I thoroughly enjoyed this book, and not because I have siblings (I’m an only child). I enjoyed it because there is a shift in style from Smile to Sisters that seems a little more…mature. I mean, it’s mature in the sense that Raina the character matures between the two books, and it’s only natural that the story takes on that maturity. Don’t get me wrong, this is still a book for young readers, but Telgemeier has definitely elevated her storytelling for this book, and there’s even a setup for a follow up that promises even more.
But what really sells this book is how fun and full of heart it is. Telgemeier’s art is clean completely in service to the story. Think of it as a director who really wants to viewer to experience the story more than relying on visual flash to carry the film; that’s what she’s doing with this book. The art is also accessible, which is important given the target demographic for this book. Clearly Sisters is a comic for kids who don’t think they like comics, or don’t think comics are for them. Yet, what Sisters does is tell a relatable story, and gives first time comics readers an easy entrance into the comics world.
Good for ages: I’d say 8 and up. This is a fun read, and the basic layouts offer little resistance for comprehension.

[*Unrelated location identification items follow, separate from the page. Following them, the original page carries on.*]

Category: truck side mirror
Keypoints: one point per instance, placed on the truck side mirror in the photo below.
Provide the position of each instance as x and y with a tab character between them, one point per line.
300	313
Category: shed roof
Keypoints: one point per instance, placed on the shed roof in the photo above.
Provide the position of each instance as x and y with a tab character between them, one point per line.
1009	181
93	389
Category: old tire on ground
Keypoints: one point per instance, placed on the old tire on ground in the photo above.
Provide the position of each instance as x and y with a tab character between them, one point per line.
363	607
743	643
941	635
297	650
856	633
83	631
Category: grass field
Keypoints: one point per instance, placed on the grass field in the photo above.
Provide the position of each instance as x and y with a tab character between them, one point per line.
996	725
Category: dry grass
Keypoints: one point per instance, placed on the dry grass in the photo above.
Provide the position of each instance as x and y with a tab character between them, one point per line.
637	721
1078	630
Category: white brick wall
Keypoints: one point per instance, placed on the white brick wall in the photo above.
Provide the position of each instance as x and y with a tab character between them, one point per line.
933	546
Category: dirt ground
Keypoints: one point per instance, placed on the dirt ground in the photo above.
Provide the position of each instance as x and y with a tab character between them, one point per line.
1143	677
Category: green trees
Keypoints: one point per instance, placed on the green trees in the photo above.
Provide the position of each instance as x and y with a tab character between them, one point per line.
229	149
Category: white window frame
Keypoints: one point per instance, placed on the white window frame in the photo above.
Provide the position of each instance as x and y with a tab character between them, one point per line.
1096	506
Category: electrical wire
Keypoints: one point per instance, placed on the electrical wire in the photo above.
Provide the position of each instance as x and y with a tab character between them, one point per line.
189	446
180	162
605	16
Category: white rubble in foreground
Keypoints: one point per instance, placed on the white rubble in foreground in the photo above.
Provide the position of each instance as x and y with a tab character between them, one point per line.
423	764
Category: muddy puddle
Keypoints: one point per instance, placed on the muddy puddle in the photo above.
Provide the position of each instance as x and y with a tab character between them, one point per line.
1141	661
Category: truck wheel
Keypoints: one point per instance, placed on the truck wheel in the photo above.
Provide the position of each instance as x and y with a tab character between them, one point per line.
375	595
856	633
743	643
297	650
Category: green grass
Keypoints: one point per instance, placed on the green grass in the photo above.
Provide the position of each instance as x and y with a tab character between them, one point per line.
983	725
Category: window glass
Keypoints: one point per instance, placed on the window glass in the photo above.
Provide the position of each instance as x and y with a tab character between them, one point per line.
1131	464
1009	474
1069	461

I think younger kids and older kids could relate to the sibling relationship, and the feeling that everyone around you is more mature than you are.
Classroom Rating: 9/10. As much as I dug this book, I know I’m not the target demo. Yet, it’s still a great book, and I really enjoyed it. I would recommend it for the middle school classroom in a heartbeat.
What Could You Teach with Sisters? Sisters would fit well with a memoir unit or even in a lit circle. When Eric and I presented our panel on engaging female students through comics at New York Comic Con, Raina Telgemeier was brought up constantly as a writer that our girls would love. I think Sisters could be the gateway drug to a lot more reading.
Highlights: The humor is the highlight here. There are quite a few genuine moments of laughter here, as well as a few true tearjerker moments as well.